The Role of Serological Testing in the Diagnosis and Management of Patients with Inflammatory Bowel Disease

Crohn’s disease (CD) and ulcerative colitis (UC) are chronic, idiopathic, and clinically heterogenous intestinal disorders collectively known as inflammatory bowel disease (IBD). CD may affect any part of the digestive tract, is segmental in its distribution, and shows a transmural and often granulomatous inflammation.¹ The most common site of involvement is the distal small bowel, either as distal ileitis or ileocolitis (65%). Isolated involvement of the colon is present in a quarter of patients.² In contrast, UC involves the superficial layers of the colonic mucosa with continuous inflammatory lesions extending proximally from the rectum.¹ Most patients will present with either proctosigmoiditis or left-sided disease extending to the splenic flexure. Although pancolitis is present in only 20% of patients at the time of diagnosis, extensive colonic disease is generally associated with an increased risk of colectomy. Indeed, up to 40% of patients with pancolitis will require colectomy, the majority within 10 years of diagnosis.³ Although the distinction between UC and CD would seem clear based on the combination of clinical, endoscopic, and radiological criteria,¹ indeterminate colitis is present in up to 10 and 20% of adult and pediatric patients with isolated colitis, respectively.^4,5 Serological testing is a non-invasive method of diagnosing IBD and in separating UC from CD.⁶ These antibodies are produced on intestinal exposure to normal commensal bacteria in genetically susceptible individuals. Although these antibodies are non-pathogenic, they are specific to patients with either CD or UC and may reflect a dysregulated immune inflammatory response to intestinal bacterial antigens. This article will discuss the clinical application of serological testing in the diagnosis and management of patients with IBD, the most salient diagnostic and therapeutic issues concerning patients with either CD or UC, and the purported role of antibody monitoring in clinical practice.

Serology Testing
Several experimental animal models of IBD have led to the theory that the pathogenesis of IBD is the result of an aberrant immune response to normal commensal bacteria in genetically susceptible individuals. Although the CARD15/NOD2 gene has been associated with CD,⁷ the mechanism of immune activation is yet to be understood.⁸ Nevertheless, the role of the intestinal microflora in the pathogenesis of IBD has been defined through the presence of several serological markers to bacterial antigens, including oligomanna—anti-Saccharomyces cerevisiae (ASCA)—outer membrane porin C (OmpC), Pseudomonas fluorescens bacterial sequence I2 (anti-I2), and, most recently, bacterial flagellin (CBir1).^9-12 The CBir1 flagellin has been shown to elicit a strong CD4 T-cell lymphocyte response in the CRH/HeJBir colitic mouse and can induce colitis when these activated lymphocytes are transferred to severe combined immunodeficiency disease (SCID) mice.¹³ Flagellin has been defined as a ligand to TLR5, the activation of which culminates in the activation of NFKB.¹⁴ The induction of colitis on exposure to this antigen is unique among all the other bacterial antigens listed above where an antibody response has been associated with intestinal disease.

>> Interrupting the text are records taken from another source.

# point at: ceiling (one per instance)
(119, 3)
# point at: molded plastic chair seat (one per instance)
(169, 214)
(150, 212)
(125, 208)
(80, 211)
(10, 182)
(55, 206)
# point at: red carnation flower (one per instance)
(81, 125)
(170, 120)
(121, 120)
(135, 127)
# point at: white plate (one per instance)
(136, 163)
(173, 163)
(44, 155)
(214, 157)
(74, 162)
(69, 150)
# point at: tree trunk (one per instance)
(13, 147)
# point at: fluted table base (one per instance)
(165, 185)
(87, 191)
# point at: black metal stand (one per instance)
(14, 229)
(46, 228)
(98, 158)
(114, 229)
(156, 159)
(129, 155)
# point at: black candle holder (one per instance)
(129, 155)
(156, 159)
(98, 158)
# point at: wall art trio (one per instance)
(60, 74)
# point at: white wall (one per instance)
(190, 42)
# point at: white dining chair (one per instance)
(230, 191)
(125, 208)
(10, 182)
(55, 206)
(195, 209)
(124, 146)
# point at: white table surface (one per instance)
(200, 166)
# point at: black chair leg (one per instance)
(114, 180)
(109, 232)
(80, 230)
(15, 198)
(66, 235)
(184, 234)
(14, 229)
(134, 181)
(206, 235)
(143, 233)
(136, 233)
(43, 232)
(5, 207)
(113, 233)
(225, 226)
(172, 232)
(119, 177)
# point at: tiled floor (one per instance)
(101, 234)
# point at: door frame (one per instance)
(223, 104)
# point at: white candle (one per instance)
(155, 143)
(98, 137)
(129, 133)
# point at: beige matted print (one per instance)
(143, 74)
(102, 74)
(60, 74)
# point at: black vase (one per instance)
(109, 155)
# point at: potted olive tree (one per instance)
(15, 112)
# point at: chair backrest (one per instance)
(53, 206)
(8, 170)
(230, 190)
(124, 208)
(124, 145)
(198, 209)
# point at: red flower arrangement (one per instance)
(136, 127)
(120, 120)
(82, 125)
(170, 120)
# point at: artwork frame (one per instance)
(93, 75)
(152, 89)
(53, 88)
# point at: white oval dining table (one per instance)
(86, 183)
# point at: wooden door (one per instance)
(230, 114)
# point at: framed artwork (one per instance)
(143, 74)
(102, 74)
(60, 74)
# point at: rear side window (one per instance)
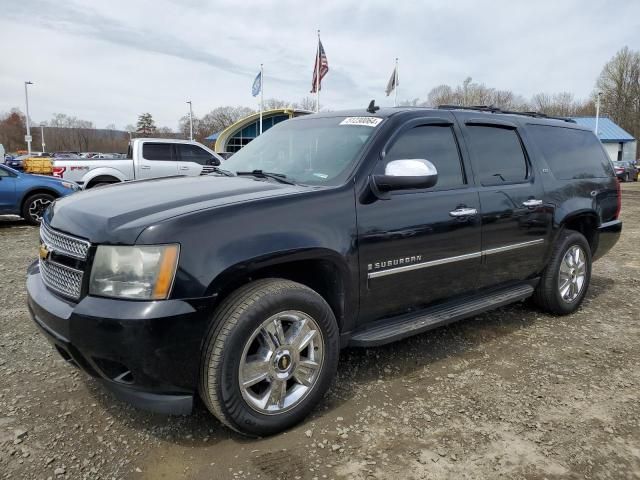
(434, 143)
(570, 153)
(499, 155)
(157, 151)
(193, 153)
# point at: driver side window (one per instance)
(193, 153)
(435, 143)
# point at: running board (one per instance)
(391, 330)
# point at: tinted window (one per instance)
(157, 151)
(192, 153)
(434, 143)
(499, 155)
(306, 149)
(571, 153)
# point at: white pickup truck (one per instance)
(146, 158)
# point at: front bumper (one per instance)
(608, 235)
(146, 352)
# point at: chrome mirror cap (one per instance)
(406, 174)
(410, 168)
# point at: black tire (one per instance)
(34, 206)
(233, 325)
(547, 295)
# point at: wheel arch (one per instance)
(586, 222)
(322, 270)
(111, 175)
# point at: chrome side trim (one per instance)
(417, 266)
(514, 246)
(458, 258)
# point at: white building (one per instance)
(619, 144)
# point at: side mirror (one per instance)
(406, 175)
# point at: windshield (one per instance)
(313, 151)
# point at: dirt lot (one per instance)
(512, 394)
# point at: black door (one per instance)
(420, 246)
(516, 223)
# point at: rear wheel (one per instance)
(269, 357)
(565, 281)
(34, 207)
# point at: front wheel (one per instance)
(269, 357)
(34, 207)
(565, 281)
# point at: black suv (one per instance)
(346, 228)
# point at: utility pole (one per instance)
(190, 121)
(42, 136)
(598, 112)
(26, 100)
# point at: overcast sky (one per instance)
(109, 61)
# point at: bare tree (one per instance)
(619, 83)
(146, 126)
(13, 128)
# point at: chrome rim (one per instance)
(37, 208)
(573, 273)
(281, 362)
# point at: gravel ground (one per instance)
(513, 393)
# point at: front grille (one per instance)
(62, 279)
(64, 244)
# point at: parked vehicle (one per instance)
(147, 158)
(17, 163)
(29, 195)
(343, 228)
(625, 171)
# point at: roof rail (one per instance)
(492, 109)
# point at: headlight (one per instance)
(140, 272)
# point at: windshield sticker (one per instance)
(363, 121)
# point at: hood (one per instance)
(119, 213)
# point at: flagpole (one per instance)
(395, 101)
(261, 95)
(318, 75)
(395, 81)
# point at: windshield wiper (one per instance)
(279, 177)
(221, 171)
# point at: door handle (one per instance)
(463, 212)
(532, 203)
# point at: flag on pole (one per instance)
(393, 81)
(257, 85)
(322, 64)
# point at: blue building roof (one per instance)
(608, 131)
(213, 137)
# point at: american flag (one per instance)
(324, 68)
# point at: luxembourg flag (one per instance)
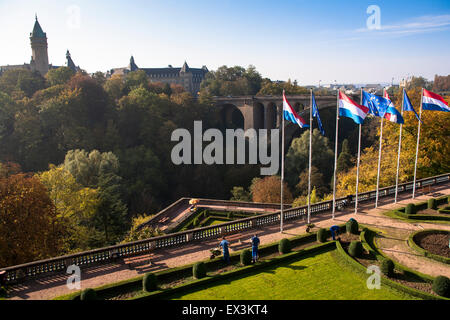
(391, 113)
(434, 102)
(349, 108)
(290, 114)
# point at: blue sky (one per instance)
(303, 40)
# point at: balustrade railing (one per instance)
(106, 255)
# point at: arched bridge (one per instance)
(264, 112)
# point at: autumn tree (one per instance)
(432, 158)
(60, 75)
(29, 228)
(75, 206)
(268, 190)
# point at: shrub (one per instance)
(352, 226)
(246, 257)
(355, 249)
(432, 204)
(149, 282)
(441, 285)
(410, 208)
(88, 294)
(387, 267)
(199, 270)
(284, 246)
(322, 235)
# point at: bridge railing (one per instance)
(58, 265)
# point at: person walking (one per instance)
(226, 255)
(255, 244)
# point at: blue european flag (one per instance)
(377, 105)
(407, 106)
(315, 111)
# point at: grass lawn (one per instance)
(315, 277)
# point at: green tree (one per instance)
(240, 194)
(344, 161)
(296, 160)
(60, 75)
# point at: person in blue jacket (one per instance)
(334, 231)
(255, 244)
(226, 255)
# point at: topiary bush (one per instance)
(246, 257)
(410, 208)
(322, 235)
(88, 294)
(352, 226)
(432, 204)
(199, 270)
(387, 267)
(284, 246)
(355, 249)
(441, 285)
(149, 282)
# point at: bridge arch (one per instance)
(232, 117)
(258, 115)
(271, 115)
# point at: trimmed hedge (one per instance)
(441, 285)
(355, 249)
(387, 267)
(352, 226)
(246, 257)
(322, 235)
(185, 271)
(284, 246)
(413, 244)
(410, 208)
(199, 270)
(432, 204)
(88, 294)
(356, 266)
(149, 282)
(163, 294)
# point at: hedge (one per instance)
(412, 243)
(349, 261)
(185, 271)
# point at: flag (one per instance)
(377, 105)
(315, 112)
(290, 114)
(434, 102)
(391, 113)
(349, 108)
(407, 105)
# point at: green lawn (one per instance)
(315, 277)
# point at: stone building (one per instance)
(39, 54)
(189, 78)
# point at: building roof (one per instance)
(37, 31)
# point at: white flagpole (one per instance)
(310, 152)
(357, 167)
(399, 147)
(335, 154)
(417, 146)
(282, 163)
(379, 156)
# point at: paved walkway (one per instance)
(393, 244)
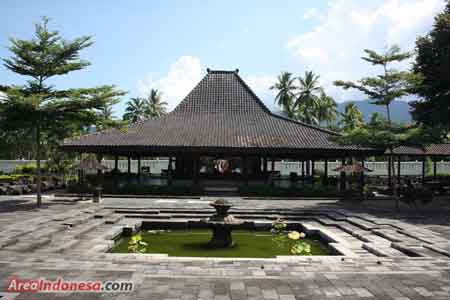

Indeed, the lack of an association with NOD2 gene mutations would suggest that the presence of CBir antibodies may reflect a unique adaptive immune response in a particular subset of patients with CD (see Figure 1).¹⁵ Interestingly, CBir has been linked to an important subset of perinuclear anti-neutrophil cytoplasmic antibody (pANCA)-positive patients with CD, as will be discussed below.¹⁶ All of these antibodies show preponderance in patients with CD. However, ASCA has been identified in up to 5% of patients with UC.⁶ IBD-specific pANCA was first described in 1990. Although generally considered an auto-antibody, the specific antigenic stimulation for pANCA production remains unclear. This auto-antibody is present in up to 70% of patients with UC and in up to 20% of patients with CD.¹⁷ The presence of CBir antibodies has been shown to associate well with a sub-group (44%) of exclusively pANCA-positive patients with CD. In comparison, just 4% of patients with pANCA-positive UC develop CBir1 antibodies.¹⁸ Collectively, these antibodies are not generally present in either children or adults with non-IBD disease and may represent serological markers of intestinal inflammation specific to UC and CD.